Thank you for spreading the word on this. This is what I love about cryptocurrencies: for most cryptos, "rigging" the system in a way outside of the source code has no financial benefit for the attacking party. Beautiful!
Nice analysis!
Thanks!
@joshsigurdson, speaking about banks, get a load of this banking regulation proposal coming out of canada. It's full of holes and potentially communism.
Yessir! We've been reporting on that for years as it's constantly amended. Interestingly enough, we were the first media in the world to do a video on bail in regimes.
We also traced back the idea to an Exchange Stabilization Fund handbook from 1997 talking about their plan to implement bail-ins.
Hope this will bring more awareness among the people and prevents the banks from manipulating Bitcoin once the BTC based financial instrument hit the market (like ETF's).
Great video Josh.

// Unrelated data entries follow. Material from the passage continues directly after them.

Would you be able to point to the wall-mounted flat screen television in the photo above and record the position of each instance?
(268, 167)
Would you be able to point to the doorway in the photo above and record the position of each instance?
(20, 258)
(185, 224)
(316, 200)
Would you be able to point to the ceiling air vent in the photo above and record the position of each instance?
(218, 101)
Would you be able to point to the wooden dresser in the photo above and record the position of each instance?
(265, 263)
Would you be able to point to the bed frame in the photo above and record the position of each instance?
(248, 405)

Shared on twitter. Stephen
I've no interest in buying bonds and don't know any young adults advocating for them.
Just heading out the door literally but full power UV given with what I have left in the tank, which is not much today again LOL
Blessings man.
You might want to check what I just posted too on the marijuana / crypto front!!!

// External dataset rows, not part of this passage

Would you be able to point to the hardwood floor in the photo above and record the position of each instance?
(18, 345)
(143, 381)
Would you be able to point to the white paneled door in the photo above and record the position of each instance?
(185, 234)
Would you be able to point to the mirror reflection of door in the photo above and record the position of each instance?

The insider system will never be fixed until it is broken... sociopaths at the top will never stop pilfering and lobbying for the license to steal.
it's amazing.. great post sir
Just who is slapping the banks with this lawsuit? I never found out and I watched the whole video. Is it the government? I thought the idea is the banks and elites own the government.
Respectfully Goldman Sachs are the financial arm of the US government. Just look at how many Goldman Sachs people are in place of power. Not just now but also from Obama's time too. Smoke and mirrors
That's why I am asking who is presenting this lawsuit? Are they suing themselves?